Seconda punta del Cagliari,classe '87.Adoro questo calciatore,rapido e fortissimo tecnicamente.Io lo prenderei al posto di Binho.Che ne pensate in generale sul ragazzo?


----------



## DannySa (5 Gennaio 2013)

Ha segnato lui l'1-0? me lo sono perso


----------



## Andreas89 (5 Gennaio 2013)

DannySa ha scritto:


> Ha segnato lui l'1-0? me lo sono perso



Si,pero' il thread è aldila' del gol.Ha un talento cristallino.


----------



## DannySa (5 Gennaio 2013)

Non c'entra niente però, Nainggolan ragazzi....


----------



## Fabriman94 (5 Gennaio 2013)

Ha avuto un grande impatto nella serie A, una punta parecchio interessante.


----------



## mefisto94 (5 Gennaio 2013)

Per me vale piazze come il Cagliari.
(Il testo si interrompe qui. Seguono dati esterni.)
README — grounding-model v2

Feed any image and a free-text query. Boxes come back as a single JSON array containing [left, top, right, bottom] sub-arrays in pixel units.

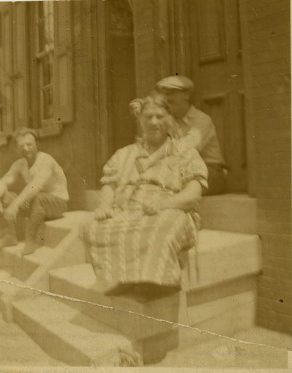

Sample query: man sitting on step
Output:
[[153, 75, 227, 195], [0, 128, 69, 255]]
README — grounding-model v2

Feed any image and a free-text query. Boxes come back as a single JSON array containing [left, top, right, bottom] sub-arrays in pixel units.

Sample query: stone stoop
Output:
[[45, 230, 261, 363], [13, 295, 138, 367], [200, 193, 257, 234], [0, 192, 261, 366], [0, 212, 89, 322], [50, 263, 180, 363]]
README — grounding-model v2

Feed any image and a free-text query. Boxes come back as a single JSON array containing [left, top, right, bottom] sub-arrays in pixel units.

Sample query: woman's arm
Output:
[[143, 180, 202, 215], [99, 184, 114, 207], [94, 185, 115, 220], [159, 180, 202, 211]]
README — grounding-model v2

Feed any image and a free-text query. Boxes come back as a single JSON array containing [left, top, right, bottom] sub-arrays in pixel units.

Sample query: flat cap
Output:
[[155, 75, 194, 92]]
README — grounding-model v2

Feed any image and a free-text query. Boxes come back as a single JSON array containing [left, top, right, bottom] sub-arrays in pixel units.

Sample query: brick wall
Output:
[[245, 0, 292, 333]]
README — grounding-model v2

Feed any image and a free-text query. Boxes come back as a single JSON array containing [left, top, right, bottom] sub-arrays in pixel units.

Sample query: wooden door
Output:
[[187, 0, 247, 192]]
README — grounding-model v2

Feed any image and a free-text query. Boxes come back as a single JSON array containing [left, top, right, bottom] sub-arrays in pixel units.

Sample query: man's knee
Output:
[[203, 165, 226, 196], [1, 191, 17, 208]]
Brutto dirlo, ma con quel fisico o sei un fenomeno vero (e non mi pare il caso) oppure fai una buona, ma non straordinaria carriera. Giovinco, per quanto mi piace, se non fosse un primavera juventino starebbe nella stessa situazione.


----------



## The Ripper (6 Gennaio 2013)

ha talento


----------



## Lollo7zar (6 Gennaio 2013)

Grande talento e lo dico da 2 anni, dalla c1 con zeman, lo scorso anno grande stagione alla juve stabia, e pensare che all'inizio preferivano pinilla a lui, per farvi capire quanto ne capiscono gli allenatori e dirigenti di A e di calcio in generale


----------



## MaggieCloun (6 Gennaio 2013)

non e male ma nella grande non so cosa farebbe..


----------



## Emanuele (6 Gennaio 2013)

E' un bel giocatore: ha buona tecnica e capacità realizzativa, purtroppo spesso scompare dalla partita ma in fondo è il suo primo anno in serie A quindi ci può stare. Sinceramente non lo vedo come un giocatore da grande squadra, nonostante sia sicuramente più forte dei vari pazzini e co.


----------



## 2515 (6 Gennaio 2013)

Ha 25 anni e quest'anno ne fa 26, se non sei una macchina da gol a quell'età al tuo primo anno in A, non sei da grande squadra.


----------



## Jino (6 Gennaio 2013)

Giocatore che a Cagliari può fare una grande carriera, può diventare una sua bandiera. Ma non ce lo vedo nel Milan.


----------



## Dumbaghi (2 Febbraio 2013)

Non vale Tavano


----------



## Splendidi Incisivi (2 Febbraio 2013)

Hanno trovato il sostituto di Cossu.


----------



## pennyhill (2 Febbraio 2013)

Mi ricorda Mauro Esposito, anche se probabilmente è più bravo sotto porta.


----------



## Jino (2 Febbraio 2013)

Per me non è da Milan, però è un giocatore che a Cagliari o anche in una realtà un pò più importante può fare davvero bene.


----------